Although we would rather not think of it, cold winter weather is right around the corner. Winter comes with its benefits – hot chocolate, snow sports, holidays – but it also can bring some destruction. Even the mildest of winters in the Northeast bring freezing temperatures, which can be bad news for your irrigation system.
Winterization allows your irrigation system to be ready for the season. To prevent your lawn sprinkler system from being damaged, it is important to thoroughly drain the water from the pipes. If you don’t, the water in the pipes can freeze, causing it to expand as it turns to ice and crack the pipes. There are several draining techniques:
The best method to use depends on the set up of your lawn sprinkler system. If you are not trained in winterizing your sprinkler, we strongly recommend hiring a professional – we’re happy to help!
The manual drain method requires that your manual drain valve is installed at the lowest point on your system’s mainline. If your system’s mainline has multiple low points, be sure that you have additional manual drain valves installed where water may collect, and not overflow. The mainline should also be sloped properly to drain. If your drain point is inside the home, be sure that you have a sizeable container to accept the volume of water without flooding.

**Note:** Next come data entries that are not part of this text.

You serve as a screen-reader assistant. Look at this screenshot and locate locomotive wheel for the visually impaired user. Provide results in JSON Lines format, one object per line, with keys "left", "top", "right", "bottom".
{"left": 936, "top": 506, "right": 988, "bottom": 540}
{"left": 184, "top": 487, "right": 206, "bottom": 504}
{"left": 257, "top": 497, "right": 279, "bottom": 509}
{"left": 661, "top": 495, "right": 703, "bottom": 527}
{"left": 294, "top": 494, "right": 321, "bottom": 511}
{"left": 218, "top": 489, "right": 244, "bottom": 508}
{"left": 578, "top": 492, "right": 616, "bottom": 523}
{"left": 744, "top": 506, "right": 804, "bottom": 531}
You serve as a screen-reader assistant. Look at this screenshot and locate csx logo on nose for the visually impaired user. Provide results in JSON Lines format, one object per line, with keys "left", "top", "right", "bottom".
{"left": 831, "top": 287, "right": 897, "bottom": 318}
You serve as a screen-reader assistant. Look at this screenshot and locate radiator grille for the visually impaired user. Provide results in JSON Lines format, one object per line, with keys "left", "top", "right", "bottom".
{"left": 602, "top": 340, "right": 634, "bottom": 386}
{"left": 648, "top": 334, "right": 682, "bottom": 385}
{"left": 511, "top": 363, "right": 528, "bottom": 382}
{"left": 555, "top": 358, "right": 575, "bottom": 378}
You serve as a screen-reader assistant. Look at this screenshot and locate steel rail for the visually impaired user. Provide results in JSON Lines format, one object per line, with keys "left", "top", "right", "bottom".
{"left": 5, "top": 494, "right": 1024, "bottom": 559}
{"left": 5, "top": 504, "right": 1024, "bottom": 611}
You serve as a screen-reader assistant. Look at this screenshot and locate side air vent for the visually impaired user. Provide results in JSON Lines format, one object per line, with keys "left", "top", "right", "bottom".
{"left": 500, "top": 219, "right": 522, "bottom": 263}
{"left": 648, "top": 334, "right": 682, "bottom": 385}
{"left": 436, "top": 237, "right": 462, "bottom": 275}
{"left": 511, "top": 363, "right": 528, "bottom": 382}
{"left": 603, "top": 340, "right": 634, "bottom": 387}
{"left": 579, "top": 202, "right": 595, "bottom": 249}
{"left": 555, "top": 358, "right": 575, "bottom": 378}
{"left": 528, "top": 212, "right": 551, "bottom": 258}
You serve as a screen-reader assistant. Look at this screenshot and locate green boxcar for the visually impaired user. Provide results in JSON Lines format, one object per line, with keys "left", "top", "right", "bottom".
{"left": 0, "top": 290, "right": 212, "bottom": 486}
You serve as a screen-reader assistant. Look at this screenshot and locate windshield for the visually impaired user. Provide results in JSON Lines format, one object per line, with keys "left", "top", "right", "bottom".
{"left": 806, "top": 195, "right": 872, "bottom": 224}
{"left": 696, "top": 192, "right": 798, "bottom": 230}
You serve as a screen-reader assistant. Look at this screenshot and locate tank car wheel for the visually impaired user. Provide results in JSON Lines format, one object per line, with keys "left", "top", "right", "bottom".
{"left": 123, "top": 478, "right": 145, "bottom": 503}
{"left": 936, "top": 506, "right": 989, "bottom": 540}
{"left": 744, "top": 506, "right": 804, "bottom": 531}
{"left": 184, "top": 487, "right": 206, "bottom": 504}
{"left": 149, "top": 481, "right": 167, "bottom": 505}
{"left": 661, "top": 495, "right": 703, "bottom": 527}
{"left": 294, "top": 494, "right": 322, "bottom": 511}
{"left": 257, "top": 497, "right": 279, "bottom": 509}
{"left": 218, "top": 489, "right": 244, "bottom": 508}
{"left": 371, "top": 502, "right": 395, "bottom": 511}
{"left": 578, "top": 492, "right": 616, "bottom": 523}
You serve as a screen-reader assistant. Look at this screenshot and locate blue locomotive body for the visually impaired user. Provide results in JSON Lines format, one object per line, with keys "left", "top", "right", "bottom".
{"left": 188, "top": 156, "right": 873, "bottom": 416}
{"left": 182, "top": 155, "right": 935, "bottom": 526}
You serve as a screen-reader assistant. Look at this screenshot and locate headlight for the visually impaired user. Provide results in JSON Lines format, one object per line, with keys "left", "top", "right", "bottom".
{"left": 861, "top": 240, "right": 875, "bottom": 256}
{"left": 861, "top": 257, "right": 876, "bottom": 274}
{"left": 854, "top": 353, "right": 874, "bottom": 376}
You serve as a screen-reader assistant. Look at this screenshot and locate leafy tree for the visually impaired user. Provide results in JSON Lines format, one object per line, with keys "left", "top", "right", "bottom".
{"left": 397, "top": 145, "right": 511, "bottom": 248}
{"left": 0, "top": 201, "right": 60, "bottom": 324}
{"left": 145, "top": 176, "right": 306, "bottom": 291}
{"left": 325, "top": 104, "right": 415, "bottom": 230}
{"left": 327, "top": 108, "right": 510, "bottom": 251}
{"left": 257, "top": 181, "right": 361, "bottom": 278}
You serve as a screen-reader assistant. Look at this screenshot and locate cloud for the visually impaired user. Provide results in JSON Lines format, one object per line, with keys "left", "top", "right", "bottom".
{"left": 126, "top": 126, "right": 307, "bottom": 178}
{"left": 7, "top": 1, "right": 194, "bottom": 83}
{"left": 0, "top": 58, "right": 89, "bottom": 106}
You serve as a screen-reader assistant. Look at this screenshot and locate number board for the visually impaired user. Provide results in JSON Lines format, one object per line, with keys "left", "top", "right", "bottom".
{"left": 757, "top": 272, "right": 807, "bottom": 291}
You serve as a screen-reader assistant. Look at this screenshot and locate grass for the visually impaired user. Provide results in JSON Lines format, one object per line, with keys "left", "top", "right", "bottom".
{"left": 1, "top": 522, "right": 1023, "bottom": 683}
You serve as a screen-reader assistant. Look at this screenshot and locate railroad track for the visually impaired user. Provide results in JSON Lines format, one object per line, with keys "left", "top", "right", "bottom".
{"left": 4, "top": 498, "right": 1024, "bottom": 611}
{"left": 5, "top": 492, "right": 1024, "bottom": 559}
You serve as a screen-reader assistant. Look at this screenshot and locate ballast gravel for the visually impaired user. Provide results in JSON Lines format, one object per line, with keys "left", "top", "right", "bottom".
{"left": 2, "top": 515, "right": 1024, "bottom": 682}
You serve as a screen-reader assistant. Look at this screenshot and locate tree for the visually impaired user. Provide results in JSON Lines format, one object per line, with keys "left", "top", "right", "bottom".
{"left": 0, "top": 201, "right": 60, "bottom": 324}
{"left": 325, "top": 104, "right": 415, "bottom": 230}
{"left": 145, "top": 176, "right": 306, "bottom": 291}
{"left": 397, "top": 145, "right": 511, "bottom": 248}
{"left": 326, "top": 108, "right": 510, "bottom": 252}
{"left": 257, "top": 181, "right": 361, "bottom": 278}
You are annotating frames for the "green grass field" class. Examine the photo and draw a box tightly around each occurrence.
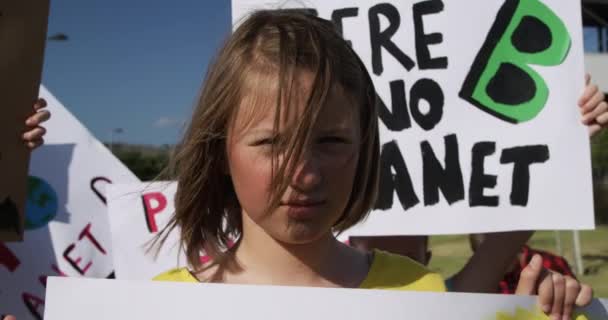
[426,226,608,297]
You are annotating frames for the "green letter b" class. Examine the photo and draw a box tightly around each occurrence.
[460,0,571,123]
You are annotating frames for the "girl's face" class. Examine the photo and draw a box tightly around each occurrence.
[227,72,361,244]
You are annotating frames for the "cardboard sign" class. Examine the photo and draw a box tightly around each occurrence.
[0,0,50,241]
[44,277,608,320]
[231,0,594,235]
[0,86,140,320]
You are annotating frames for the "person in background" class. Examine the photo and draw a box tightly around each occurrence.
[469,233,576,295]
[352,232,592,318]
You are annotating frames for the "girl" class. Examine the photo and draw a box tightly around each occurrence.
[149,8,597,317]
[8,9,603,320]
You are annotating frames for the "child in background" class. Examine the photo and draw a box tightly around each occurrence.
[147,9,594,319]
[469,233,577,294]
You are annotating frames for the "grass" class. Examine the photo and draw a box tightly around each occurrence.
[426,226,608,298]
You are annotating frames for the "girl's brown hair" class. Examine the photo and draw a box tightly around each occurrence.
[157,9,380,271]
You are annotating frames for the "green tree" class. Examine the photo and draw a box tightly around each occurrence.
[592,131,608,224]
[109,144,170,181]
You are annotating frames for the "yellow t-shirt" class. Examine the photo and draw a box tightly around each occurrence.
[154,250,446,292]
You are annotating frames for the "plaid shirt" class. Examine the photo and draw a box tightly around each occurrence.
[498,245,576,294]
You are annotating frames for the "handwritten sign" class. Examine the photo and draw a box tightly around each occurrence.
[0,86,140,320]
[0,0,50,241]
[231,0,594,235]
[107,182,185,280]
[44,277,608,320]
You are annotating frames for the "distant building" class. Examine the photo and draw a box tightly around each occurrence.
[583,0,608,92]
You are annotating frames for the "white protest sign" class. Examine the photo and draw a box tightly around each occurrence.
[44,277,608,320]
[0,86,140,320]
[231,0,594,235]
[107,182,186,280]
[106,182,374,276]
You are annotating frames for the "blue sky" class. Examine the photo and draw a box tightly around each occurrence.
[42,1,604,145]
[42,0,231,145]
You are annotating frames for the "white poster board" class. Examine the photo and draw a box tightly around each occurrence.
[107,182,186,280]
[107,182,367,276]
[44,277,608,320]
[0,86,140,319]
[231,0,594,235]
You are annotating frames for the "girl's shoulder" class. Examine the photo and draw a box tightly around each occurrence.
[360,250,446,292]
[153,268,199,282]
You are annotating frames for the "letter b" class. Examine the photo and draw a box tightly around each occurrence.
[460,0,571,123]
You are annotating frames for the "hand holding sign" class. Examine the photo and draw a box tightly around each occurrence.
[22,98,50,150]
[580,74,608,137]
[516,254,594,320]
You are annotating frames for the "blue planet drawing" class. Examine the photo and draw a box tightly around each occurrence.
[25,176,58,230]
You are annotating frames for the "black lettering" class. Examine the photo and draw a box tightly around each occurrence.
[413,0,448,69]
[369,3,415,75]
[375,140,420,211]
[486,63,536,105]
[421,134,464,206]
[469,142,499,207]
[377,80,411,131]
[409,78,444,131]
[500,145,550,206]
[91,176,112,205]
[331,7,359,46]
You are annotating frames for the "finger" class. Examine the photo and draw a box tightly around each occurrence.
[22,126,46,142]
[25,110,51,126]
[33,98,47,110]
[584,90,607,114]
[596,109,608,125]
[26,138,44,150]
[585,74,591,86]
[3,315,17,320]
[589,124,602,137]
[549,273,565,320]
[579,84,598,107]
[562,276,580,320]
[583,101,608,124]
[575,284,593,307]
[537,271,555,315]
[581,89,605,114]
[516,254,543,295]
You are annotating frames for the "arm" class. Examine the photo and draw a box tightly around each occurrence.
[447,231,532,293]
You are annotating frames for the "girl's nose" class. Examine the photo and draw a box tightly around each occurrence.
[291,151,322,191]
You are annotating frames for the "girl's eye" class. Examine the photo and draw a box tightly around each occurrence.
[252,137,277,146]
[318,136,349,144]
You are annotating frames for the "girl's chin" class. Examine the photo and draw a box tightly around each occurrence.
[272,226,334,246]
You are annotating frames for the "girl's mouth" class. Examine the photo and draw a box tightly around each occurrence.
[281,199,326,219]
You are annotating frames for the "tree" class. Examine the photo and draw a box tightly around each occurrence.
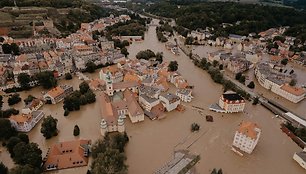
[73,125,80,136]
[17,73,31,89]
[121,47,129,57]
[219,64,223,70]
[86,61,96,73]
[79,82,90,94]
[289,69,294,74]
[247,81,255,89]
[168,61,178,71]
[0,118,16,140]
[217,168,223,174]
[252,97,259,105]
[0,37,4,43]
[8,93,22,106]
[64,109,70,116]
[191,123,200,132]
[12,142,42,168]
[0,95,3,110]
[212,60,219,67]
[65,73,73,80]
[0,162,8,174]
[11,43,20,55]
[10,164,40,174]
[36,71,57,89]
[18,133,29,144]
[24,95,36,105]
[40,115,58,139]
[136,49,155,60]
[239,76,246,84]
[156,52,163,63]
[235,72,242,80]
[2,44,11,54]
[7,137,22,156]
[185,36,194,45]
[91,148,127,174]
[211,168,217,174]
[281,58,288,65]
[289,79,297,86]
[84,90,96,103]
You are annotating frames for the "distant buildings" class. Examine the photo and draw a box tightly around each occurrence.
[209,91,245,113]
[43,139,91,171]
[293,148,306,170]
[232,121,261,154]
[9,110,45,132]
[43,85,73,104]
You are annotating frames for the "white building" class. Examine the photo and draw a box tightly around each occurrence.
[176,89,193,102]
[43,85,73,104]
[232,121,261,154]
[21,99,44,115]
[218,91,245,113]
[139,94,160,111]
[159,93,180,112]
[271,84,305,103]
[9,110,45,132]
[293,148,306,170]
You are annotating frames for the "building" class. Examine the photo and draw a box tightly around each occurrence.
[139,94,160,111]
[99,64,123,83]
[9,110,45,132]
[43,139,91,171]
[293,148,306,170]
[176,89,193,102]
[232,121,261,154]
[100,92,125,136]
[159,93,180,112]
[43,85,73,104]
[124,90,144,123]
[272,84,305,103]
[216,91,245,113]
[21,98,44,114]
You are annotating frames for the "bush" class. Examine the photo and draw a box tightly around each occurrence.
[191,123,200,132]
[64,109,70,116]
[247,81,255,89]
[252,97,259,105]
[65,73,73,80]
[73,125,80,136]
[8,93,21,106]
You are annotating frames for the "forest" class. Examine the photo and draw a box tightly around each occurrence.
[145,1,306,40]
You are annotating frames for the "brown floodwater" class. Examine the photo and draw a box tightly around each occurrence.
[0,19,305,174]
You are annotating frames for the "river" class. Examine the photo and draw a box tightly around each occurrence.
[0,18,304,174]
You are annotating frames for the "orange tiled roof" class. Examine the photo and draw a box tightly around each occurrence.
[43,139,91,171]
[124,72,141,83]
[9,114,32,124]
[280,84,306,96]
[238,121,259,139]
[47,86,65,98]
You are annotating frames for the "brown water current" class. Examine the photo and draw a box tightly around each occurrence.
[0,19,304,174]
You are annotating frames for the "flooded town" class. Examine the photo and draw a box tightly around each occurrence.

The automatic drain method is to be coupled with the manual drain of the mainline. Automatic drain simplifies the process (if you have automatic valves) by draining every time the sprinkler system is active.
The compressed air blow-out can help ensure that there is no excess water in the pipes. It is very important that you are knowledgeable about the process as well as your system because excessive air pressure can cause a lot of damage. Air pressure should not exceed 50 pounds per square inch of air pressure at any time.